Kebutuhan migor dari tahun ke tahun menunjukkan tren peningkatan. Itu berarti kebutuhan CPO untuk olahan migor di dalam negeri juga akan meningkat. Guna memenuhi kebutuhan migor di dalam negeri, pemerintah harus mendorong pengusaha membangun perusahaan penyulingan (refinery) CPO sehingga menghasilkan produk consumer goods, termasuk migor. Salah satu perusahaan PT Mahkota Group Tbk akan membangun refinery di Dumai. 

Kebijakan membatasi ekspor CPO yang dilakukan pemerintah sudah sangat tepat. Selama bertahun-tahun Indonesia penghasil CPO terbesar di dunia hanya menjual dalam bentuk bahan mentah. Pembatasan ekspor CPO seperti yang dikatakan Presiden Joko Widodo, bukan berarti Indonesia anti asing atau tidak mengakui perdagangan bebas. Sebagai negara penghasil bahan baku, seharusnya para investor yang datang ke Indonesia. Bukan bahan baku yang di ekspor. Bonus demografi, Indonesia membutuhkan lapangan kerja. Dengan bahan baku dan tenaga kerja yang tersedia, Indonesia menjadi surge untuk berinvestasi. 

Jangka panjang untuk memenuhi kebutuhan CPO, hasil panen kelapa sawit harus terus ditingkatkan setiap tahun. Badan Pusat Statistik (BPS) mencatat, perkebunan kelapa sawit pada tahun 2020 mencapai 8,9 juta hektar. Walau pemerintah saat ini belum memberikan ijin baru pembukaan lahan baru, dengan luas perkebunan kepala sawit saat ini masih bisa dimaksimalkan hasil panen untuk memenuhi kebutuhan CPO di dalam dan luar negeri. 
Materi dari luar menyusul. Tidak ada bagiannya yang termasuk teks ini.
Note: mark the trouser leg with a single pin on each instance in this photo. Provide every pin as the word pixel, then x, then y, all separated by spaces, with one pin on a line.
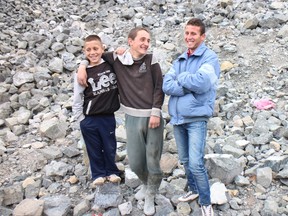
pixel 94 146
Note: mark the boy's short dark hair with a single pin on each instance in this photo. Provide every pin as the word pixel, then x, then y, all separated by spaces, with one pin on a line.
pixel 197 22
pixel 92 38
pixel 133 32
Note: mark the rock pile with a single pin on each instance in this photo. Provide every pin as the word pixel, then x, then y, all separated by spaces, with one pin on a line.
pixel 41 158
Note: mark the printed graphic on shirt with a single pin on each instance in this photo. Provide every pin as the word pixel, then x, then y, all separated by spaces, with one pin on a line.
pixel 143 68
pixel 106 82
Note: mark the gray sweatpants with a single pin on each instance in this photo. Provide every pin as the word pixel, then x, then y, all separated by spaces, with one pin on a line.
pixel 144 148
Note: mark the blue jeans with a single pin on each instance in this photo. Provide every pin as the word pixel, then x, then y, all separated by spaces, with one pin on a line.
pixel 99 136
pixel 191 141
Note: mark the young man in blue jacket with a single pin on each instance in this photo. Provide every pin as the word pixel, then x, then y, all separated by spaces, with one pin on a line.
pixel 191 84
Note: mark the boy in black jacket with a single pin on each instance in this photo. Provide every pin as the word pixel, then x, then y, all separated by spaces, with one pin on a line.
pixel 94 107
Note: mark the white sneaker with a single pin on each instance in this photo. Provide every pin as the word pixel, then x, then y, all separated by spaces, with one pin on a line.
pixel 140 195
pixel 207 210
pixel 188 197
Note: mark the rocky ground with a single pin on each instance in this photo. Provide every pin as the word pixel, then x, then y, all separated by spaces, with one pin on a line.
pixel 42 165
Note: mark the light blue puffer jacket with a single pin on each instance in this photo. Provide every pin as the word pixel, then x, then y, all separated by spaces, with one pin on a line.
pixel 192 83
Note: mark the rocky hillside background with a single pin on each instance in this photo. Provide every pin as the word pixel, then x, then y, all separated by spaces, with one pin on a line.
pixel 42 166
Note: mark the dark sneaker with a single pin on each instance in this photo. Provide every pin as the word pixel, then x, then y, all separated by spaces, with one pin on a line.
pixel 207 210
pixel 188 197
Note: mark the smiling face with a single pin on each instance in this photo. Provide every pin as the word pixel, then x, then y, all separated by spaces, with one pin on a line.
pixel 139 44
pixel 93 51
pixel 193 37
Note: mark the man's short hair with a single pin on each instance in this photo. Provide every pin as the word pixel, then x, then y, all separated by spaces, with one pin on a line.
pixel 197 22
pixel 93 38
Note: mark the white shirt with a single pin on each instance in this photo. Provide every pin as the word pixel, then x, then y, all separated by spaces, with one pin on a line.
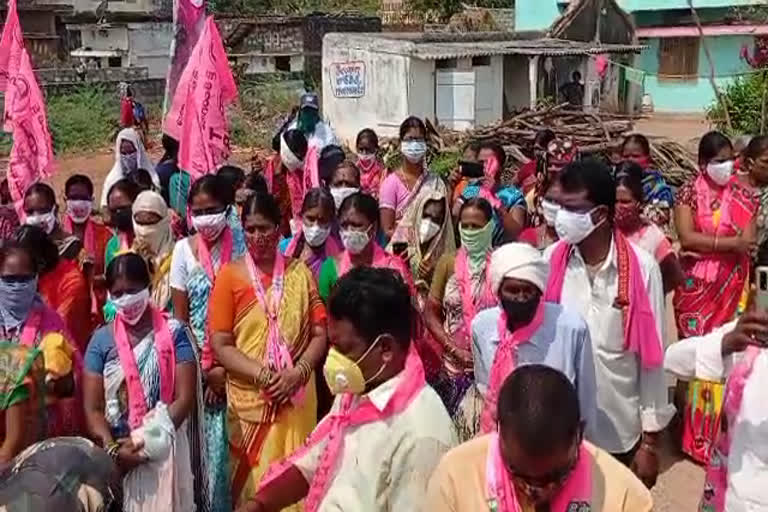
pixel 385 466
pixel 701 357
pixel 630 400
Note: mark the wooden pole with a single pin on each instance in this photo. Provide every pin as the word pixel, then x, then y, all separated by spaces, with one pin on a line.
pixel 718 94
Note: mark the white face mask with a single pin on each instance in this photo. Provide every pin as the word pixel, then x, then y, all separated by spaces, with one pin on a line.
pixel 341 193
pixel 79 210
pixel 131 306
pixel 428 230
pixel 720 172
pixel 315 234
pixel 45 221
pixel 574 227
pixel 210 226
pixel 549 210
pixel 355 241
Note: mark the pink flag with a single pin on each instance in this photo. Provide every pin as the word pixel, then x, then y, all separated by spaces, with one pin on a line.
pixel 206 88
pixel 32 151
pixel 188 22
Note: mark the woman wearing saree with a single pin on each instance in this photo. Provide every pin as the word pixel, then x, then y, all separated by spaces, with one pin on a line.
pixel 268 332
pixel 141 397
pixel 196 261
pixel 459 291
pixel 714 216
pixel 39 362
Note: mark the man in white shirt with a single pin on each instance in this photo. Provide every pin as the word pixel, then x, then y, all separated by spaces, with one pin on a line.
pixel 387 429
pixel 715 356
pixel 632 401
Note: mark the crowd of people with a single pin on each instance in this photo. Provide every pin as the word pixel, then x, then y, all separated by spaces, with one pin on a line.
pixel 325 333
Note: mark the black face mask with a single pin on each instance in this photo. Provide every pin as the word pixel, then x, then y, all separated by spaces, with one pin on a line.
pixel 520 312
pixel 122 218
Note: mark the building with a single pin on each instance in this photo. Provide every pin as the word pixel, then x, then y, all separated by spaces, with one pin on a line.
pixel 460 81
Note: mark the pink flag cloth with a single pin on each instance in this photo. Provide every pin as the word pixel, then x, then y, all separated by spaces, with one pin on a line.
pixel 197 118
pixel 32 151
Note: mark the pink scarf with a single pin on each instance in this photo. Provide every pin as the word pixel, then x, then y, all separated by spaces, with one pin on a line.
pixel 166 354
pixel 469 305
pixel 206 261
pixel 716 483
pixel 640 333
pixel 278 355
pixel 577 489
pixel 350 415
pixel 504 362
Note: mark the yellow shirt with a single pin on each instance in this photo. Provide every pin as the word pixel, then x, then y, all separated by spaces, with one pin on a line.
pixel 458 483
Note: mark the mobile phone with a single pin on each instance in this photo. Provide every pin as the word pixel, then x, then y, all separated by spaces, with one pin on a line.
pixel 472 169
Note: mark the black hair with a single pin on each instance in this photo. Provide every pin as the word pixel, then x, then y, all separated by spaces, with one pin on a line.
pixel 639 139
pixel 711 144
pixel 125 186
pixel 756 147
pixel 479 203
pixel 262 204
pixel 40 246
pixel 367 133
pixel 539 408
pixel 231 176
pixel 130 266
pixel 318 197
pixel 363 203
pixel 630 175
pixel 41 189
pixel 78 179
pixel 213 186
pixel 329 160
pixel 498 150
pixel 142 179
pixel 376 301
pixel 297 143
pixel 412 122
pixel 593 176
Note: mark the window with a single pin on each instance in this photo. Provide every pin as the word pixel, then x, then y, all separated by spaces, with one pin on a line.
pixel 679 58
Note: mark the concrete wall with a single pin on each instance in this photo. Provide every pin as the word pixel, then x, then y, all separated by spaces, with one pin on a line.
pixel 692 95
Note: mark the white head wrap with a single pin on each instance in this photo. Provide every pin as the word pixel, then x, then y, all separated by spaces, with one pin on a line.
pixel 518 261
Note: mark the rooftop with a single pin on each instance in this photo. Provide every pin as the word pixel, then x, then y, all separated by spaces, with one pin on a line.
pixel 434 46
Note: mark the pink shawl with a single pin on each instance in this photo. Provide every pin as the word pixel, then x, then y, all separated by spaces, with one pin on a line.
pixel 640 333
pixel 577 489
pixel 349 415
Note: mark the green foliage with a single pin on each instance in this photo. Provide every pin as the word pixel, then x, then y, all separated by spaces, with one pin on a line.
pixel 744 97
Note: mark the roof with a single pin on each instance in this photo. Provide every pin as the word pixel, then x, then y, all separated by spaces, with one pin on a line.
pixel 450 46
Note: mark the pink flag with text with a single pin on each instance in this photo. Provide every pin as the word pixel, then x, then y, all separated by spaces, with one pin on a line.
pixel 32 151
pixel 205 90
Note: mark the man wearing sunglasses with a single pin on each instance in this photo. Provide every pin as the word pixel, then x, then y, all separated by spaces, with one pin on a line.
pixel 538 460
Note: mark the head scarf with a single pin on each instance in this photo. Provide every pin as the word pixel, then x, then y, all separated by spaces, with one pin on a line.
pixel 518 261
pixel 142 162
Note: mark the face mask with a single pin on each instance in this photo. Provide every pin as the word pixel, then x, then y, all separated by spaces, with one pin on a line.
pixel 262 245
pixel 355 241
pixel 414 150
pixel 210 226
pixel 45 221
pixel 131 306
pixel 79 210
pixel 129 162
pixel 520 312
pixel 720 172
pixel 428 230
pixel 549 210
pixel 574 227
pixel 316 235
pixel 344 375
pixel 16 299
pixel 341 193
pixel 627 217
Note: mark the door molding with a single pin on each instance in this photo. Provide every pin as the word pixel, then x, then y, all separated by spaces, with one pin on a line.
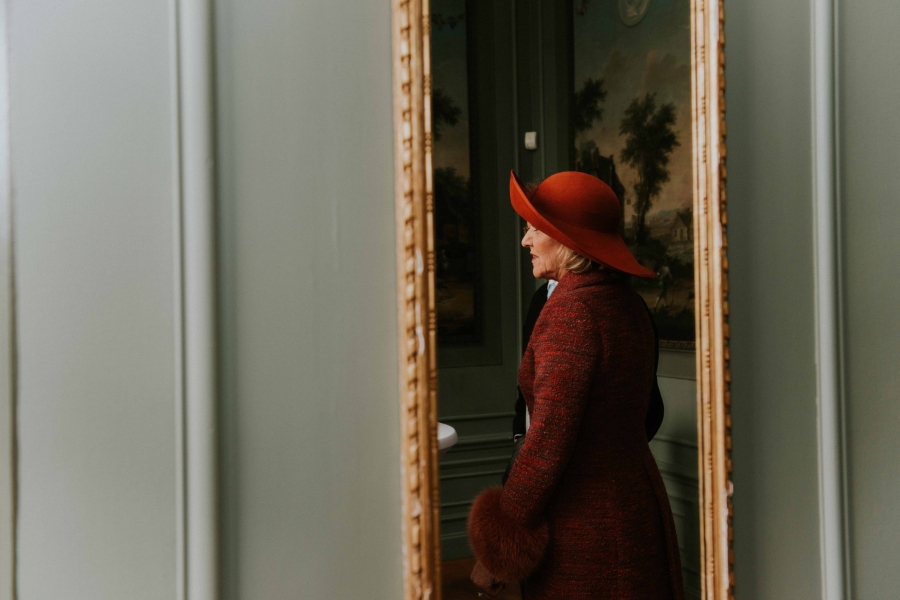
pixel 198 567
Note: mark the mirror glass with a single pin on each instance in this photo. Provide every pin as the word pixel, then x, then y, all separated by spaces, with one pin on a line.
pixel 597 86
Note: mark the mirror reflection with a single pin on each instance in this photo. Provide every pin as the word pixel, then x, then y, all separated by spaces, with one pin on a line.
pixel 565 298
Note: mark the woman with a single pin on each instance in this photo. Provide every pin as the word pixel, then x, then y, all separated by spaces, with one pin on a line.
pixel 584 513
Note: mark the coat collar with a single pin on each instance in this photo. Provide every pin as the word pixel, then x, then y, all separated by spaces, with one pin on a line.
pixel 604 276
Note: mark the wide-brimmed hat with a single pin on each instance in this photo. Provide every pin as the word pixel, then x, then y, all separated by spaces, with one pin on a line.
pixel 580 212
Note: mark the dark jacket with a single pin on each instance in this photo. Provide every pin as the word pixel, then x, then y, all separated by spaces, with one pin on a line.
pixel 584 514
pixel 655 410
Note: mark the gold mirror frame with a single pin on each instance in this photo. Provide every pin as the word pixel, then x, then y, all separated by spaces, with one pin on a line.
pixel 416 310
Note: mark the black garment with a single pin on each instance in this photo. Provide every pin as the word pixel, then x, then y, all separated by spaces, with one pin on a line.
pixel 655 410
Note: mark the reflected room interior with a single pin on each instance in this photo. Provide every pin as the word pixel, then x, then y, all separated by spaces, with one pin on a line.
pixel 601 87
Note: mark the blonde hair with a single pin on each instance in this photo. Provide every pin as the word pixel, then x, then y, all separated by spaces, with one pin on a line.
pixel 573 262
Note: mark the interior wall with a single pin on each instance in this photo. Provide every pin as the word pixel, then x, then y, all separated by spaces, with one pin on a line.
pixel 310 431
pixel 771 297
pixel 675 449
pixel 869 76
pixel 91 111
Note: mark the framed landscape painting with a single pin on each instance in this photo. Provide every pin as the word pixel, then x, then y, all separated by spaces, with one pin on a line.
pixel 632 129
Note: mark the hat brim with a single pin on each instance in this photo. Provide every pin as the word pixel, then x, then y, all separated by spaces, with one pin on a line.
pixel 605 248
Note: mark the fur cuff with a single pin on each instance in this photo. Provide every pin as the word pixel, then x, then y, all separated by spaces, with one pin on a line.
pixel 509 551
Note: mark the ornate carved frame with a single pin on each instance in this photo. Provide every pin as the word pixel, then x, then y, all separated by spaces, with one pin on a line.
pixel 415 298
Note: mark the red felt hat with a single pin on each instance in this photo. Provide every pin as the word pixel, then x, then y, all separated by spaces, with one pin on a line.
pixel 580 212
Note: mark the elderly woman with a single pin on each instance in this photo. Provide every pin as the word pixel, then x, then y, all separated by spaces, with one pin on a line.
pixel 584 513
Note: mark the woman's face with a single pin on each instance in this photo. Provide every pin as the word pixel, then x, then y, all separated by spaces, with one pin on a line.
pixel 544 254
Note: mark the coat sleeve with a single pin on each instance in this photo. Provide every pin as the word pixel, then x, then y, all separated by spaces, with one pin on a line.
pixel 507 526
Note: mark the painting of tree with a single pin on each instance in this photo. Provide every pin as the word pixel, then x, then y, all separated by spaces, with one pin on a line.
pixel 631 121
pixel 650 139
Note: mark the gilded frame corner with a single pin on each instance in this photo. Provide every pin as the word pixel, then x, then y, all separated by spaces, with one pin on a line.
pixel 416 311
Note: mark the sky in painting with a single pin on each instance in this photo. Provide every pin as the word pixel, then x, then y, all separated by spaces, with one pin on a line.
pixel 651 57
pixel 449 72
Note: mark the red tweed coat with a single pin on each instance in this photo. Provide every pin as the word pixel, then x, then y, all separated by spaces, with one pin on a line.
pixel 584 513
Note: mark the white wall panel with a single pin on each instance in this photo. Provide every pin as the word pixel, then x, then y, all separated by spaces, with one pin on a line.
pixel 92 172
pixel 869 149
pixel 308 300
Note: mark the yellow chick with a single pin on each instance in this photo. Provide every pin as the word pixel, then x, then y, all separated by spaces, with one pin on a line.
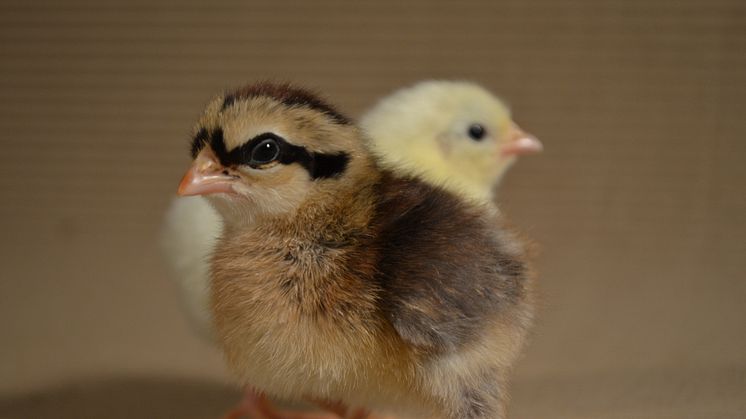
pixel 336 278
pixel 453 133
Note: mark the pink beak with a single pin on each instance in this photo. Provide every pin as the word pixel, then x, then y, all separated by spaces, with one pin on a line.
pixel 206 176
pixel 520 143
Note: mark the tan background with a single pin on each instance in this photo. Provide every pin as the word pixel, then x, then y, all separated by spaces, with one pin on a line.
pixel 638 202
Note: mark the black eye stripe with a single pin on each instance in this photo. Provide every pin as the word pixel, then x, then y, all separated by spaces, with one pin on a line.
pixel 318 165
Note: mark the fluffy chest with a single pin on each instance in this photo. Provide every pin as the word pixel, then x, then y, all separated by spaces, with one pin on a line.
pixel 292 317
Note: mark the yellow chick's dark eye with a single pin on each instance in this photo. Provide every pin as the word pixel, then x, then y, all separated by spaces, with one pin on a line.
pixel 265 152
pixel 476 132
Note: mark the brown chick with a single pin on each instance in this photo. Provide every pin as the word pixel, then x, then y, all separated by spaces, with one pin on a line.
pixel 337 279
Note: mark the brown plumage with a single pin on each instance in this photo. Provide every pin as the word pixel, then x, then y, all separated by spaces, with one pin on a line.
pixel 338 279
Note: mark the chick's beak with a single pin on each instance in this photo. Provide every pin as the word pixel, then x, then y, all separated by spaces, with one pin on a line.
pixel 206 176
pixel 520 142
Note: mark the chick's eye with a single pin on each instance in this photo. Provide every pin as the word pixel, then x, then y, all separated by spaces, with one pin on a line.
pixel 265 152
pixel 476 132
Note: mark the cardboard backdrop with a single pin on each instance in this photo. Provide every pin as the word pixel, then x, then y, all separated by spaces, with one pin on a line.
pixel 638 203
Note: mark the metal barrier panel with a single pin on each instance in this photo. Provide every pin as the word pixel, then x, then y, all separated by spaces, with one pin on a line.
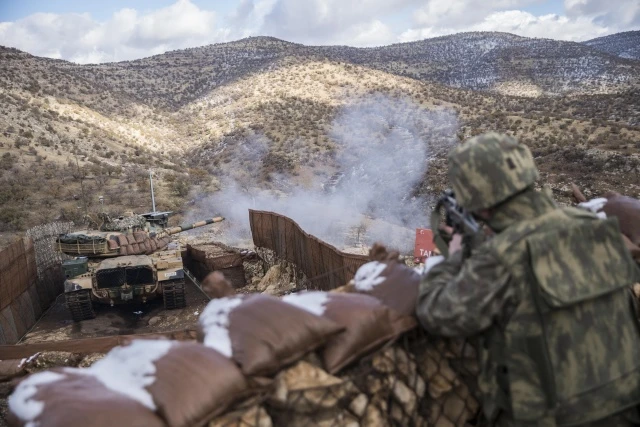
pixel 325 266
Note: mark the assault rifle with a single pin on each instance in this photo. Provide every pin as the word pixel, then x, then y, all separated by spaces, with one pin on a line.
pixel 457 218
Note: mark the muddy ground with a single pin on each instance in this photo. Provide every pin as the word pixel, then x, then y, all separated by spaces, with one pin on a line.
pixel 56 324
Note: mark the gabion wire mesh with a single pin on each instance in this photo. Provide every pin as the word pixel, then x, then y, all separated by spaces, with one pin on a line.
pixel 416 381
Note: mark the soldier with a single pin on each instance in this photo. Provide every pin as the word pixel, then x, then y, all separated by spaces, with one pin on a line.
pixel 547 296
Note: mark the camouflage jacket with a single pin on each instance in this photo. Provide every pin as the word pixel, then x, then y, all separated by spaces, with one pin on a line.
pixel 549 297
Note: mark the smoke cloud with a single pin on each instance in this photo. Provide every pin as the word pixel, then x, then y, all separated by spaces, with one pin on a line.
pixel 384 147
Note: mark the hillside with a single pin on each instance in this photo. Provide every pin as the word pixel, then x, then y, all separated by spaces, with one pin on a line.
pixel 498 62
pixel 624 45
pixel 502 63
pixel 262 113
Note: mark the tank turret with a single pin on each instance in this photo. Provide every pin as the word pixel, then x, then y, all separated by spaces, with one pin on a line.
pixel 185 227
pixel 125 238
pixel 129 259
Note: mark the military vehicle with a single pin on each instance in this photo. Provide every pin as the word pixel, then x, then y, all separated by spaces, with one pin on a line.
pixel 128 259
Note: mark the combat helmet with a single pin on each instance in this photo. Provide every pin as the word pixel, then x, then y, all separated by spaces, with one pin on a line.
pixel 488 169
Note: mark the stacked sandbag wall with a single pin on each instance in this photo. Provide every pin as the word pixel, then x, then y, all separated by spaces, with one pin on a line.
pixel 324 266
pixel 304 359
pixel 203 259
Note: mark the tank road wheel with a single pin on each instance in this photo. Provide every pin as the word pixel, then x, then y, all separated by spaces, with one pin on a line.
pixel 80 306
pixel 173 295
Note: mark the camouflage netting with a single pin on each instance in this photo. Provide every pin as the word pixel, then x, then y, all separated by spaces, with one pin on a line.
pixel 43 237
pixel 135 222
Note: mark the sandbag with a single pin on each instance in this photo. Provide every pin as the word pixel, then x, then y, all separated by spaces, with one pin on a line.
pixel 207 382
pixel 262 333
pixel 367 321
pixel 68 397
pixel 122 239
pixel 12 368
pixel 395 284
pixel 627 210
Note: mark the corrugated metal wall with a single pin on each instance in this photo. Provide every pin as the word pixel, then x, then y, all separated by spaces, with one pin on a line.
pixel 24 295
pixel 325 266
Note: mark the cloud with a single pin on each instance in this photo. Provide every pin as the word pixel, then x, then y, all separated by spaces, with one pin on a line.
pixel 127 35
pixel 355 23
pixel 585 19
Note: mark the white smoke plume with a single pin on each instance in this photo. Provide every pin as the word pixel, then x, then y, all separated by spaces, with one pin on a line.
pixel 384 145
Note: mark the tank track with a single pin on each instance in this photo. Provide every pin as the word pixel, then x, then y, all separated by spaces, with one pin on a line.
pixel 173 295
pixel 80 306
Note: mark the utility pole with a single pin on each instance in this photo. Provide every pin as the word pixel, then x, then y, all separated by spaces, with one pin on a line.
pixel 153 200
pixel 81 175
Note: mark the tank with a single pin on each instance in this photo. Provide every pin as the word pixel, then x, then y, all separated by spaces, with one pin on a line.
pixel 129 259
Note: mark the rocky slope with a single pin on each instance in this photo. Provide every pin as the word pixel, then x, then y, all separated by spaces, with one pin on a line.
pixel 265 113
pixel 624 45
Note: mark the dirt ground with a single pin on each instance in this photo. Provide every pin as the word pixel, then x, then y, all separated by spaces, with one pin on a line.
pixel 56 324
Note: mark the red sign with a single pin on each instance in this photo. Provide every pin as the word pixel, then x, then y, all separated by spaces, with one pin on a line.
pixel 424 247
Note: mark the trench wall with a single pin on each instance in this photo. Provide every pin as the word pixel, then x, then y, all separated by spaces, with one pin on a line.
pixel 30 280
pixel 324 265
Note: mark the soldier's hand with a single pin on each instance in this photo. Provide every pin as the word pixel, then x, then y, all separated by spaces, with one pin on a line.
pixel 455 244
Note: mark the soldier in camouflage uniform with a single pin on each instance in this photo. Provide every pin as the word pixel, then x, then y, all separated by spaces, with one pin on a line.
pixel 547 295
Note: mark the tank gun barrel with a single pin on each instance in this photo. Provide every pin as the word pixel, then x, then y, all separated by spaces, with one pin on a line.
pixel 185 227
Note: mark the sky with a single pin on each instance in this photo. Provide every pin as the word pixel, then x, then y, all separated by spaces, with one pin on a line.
pixel 118 30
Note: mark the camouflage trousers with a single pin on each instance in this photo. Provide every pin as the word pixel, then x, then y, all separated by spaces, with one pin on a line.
pixel 628 418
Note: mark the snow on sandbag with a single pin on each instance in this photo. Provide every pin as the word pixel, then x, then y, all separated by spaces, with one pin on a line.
pixel 207 381
pixel 395 284
pixel 69 397
pixel 367 321
pixel 184 383
pixel 262 333
pixel 306 389
pixel 627 210
pixel 12 368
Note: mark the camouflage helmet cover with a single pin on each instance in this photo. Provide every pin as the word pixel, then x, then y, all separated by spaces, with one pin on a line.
pixel 488 169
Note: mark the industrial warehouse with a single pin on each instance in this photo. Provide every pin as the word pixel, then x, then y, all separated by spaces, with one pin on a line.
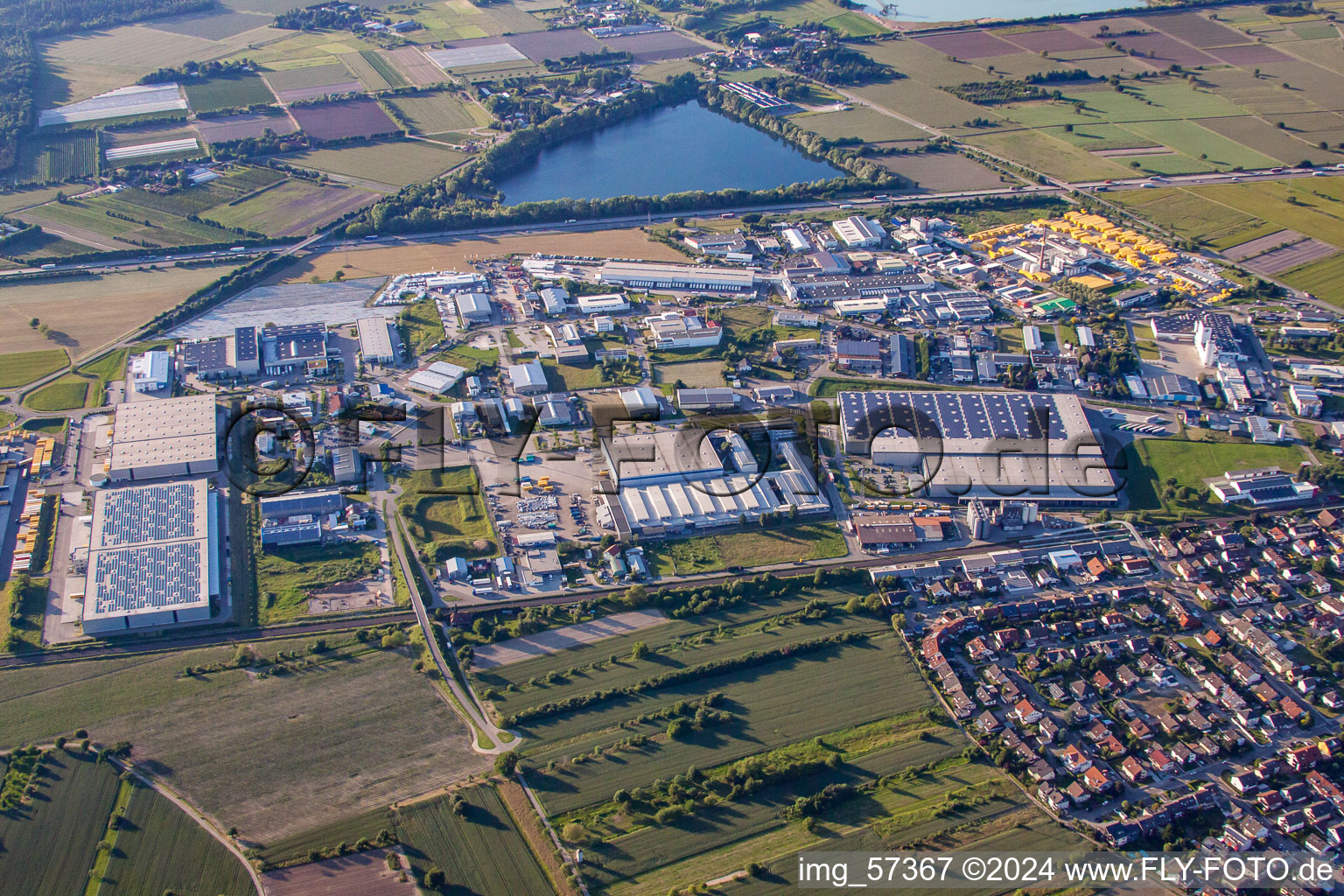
pixel 152 556
pixel 960 446
pixel 171 437
pixel 675 482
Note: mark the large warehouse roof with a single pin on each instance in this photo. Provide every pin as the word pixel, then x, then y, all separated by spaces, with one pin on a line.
pixel 160 438
pixel 150 556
Mempertahankan kesuburan lahan menjadi sangat penting untuk meningkatkan hasil panen. Salah satu dilakukan dengan penggunaan pupuk organik. Sisa olahan TBS menjadi CPO dapat diolah menjadi pupuk. Ini jumlahnya tidak sedikit. Selain itu lahan yang selama ini tidak produktif dapat dikelola menjadi perkebunan kelapa sawit sehingga tidak membuka hutan menjadi lahan baru. Sawit anugerah yang diberikan Tuhan Yang Maha Esa untuk kesejahteraan rakyat Indonesia.